# Of the Big three...



## The Gabba Goul (Feb 11, 2005)

Well...after new years, champagne season ends for some, I find it hard to imagine, but for some, champagne is more of a once a year obligation (I personally love the stuff) ...now granted I'm not drinking rare cuvees every day, but I do enjoy them whenever possible...

anywho...of the "big 3" of France...which is your favorite...everybody knows where my vote goes...


----------



## mpcsb (Jan 1, 2005)

If you had Veuve Cliquot on the list I would vote for that, since I've not had any of the ones you listed. I know it's not that expensive but it's still pretty good.


----------



## iammatt (Sep 17, 2005)

Salon or some of the smaller, better producers in a similar or lower price range. If forced, Krug is the best of the three to my palate.

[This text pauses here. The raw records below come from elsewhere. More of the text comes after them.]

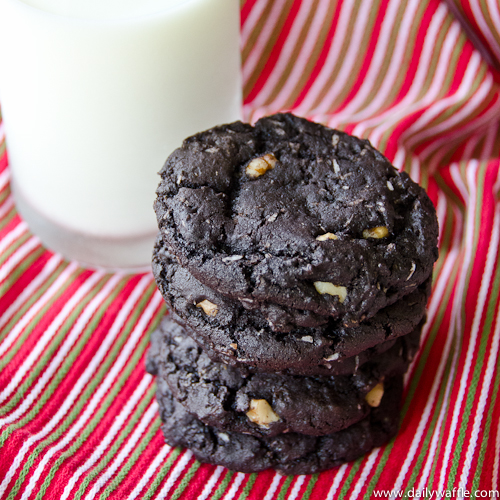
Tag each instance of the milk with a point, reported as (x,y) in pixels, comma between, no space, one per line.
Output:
(95,95)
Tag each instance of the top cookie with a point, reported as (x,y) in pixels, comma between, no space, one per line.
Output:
(294,213)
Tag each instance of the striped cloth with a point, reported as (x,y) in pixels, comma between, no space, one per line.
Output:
(78,418)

GG you should really hit the D&M Champagne club offerings at Fillmore and Sacramento (maybe California). Much better than the well knowns at great prices.


----------



## CCabot (Oct 4, 2006)

Bollinger RD/Vieilles Vignes and Salon (only blanc de blancs) should definitely be in the running.

Krug no question out of those three.


----------



## jpeirpont (Mar 16, 2004)

I haven't tasted many vintages of Cristal , so I can't say I'm very knowledgable, but from what I've had its not special at all.


----------



## A Questionable Gentleman (Jun 16, 2006)

I can't be accused of having sophisticated tastes in champagne, but I've had DP a few times. I'd much rather have a bottle of Moet & Chandon's Brut Imperial. Costs an awful lot less and, to my palate, is as good a product.


----------



## Concordia (Sep 30, 2004)

DP is good, but Krug has a lot more personality. Should last longer, too, for those who care. I'm putting away a few cases of '96 for my daughter when they come out.

I get more pleasure out of Bollinger RD, though.

To my taste, Cristal and standard-issue Moet are too bland and sweet.


----------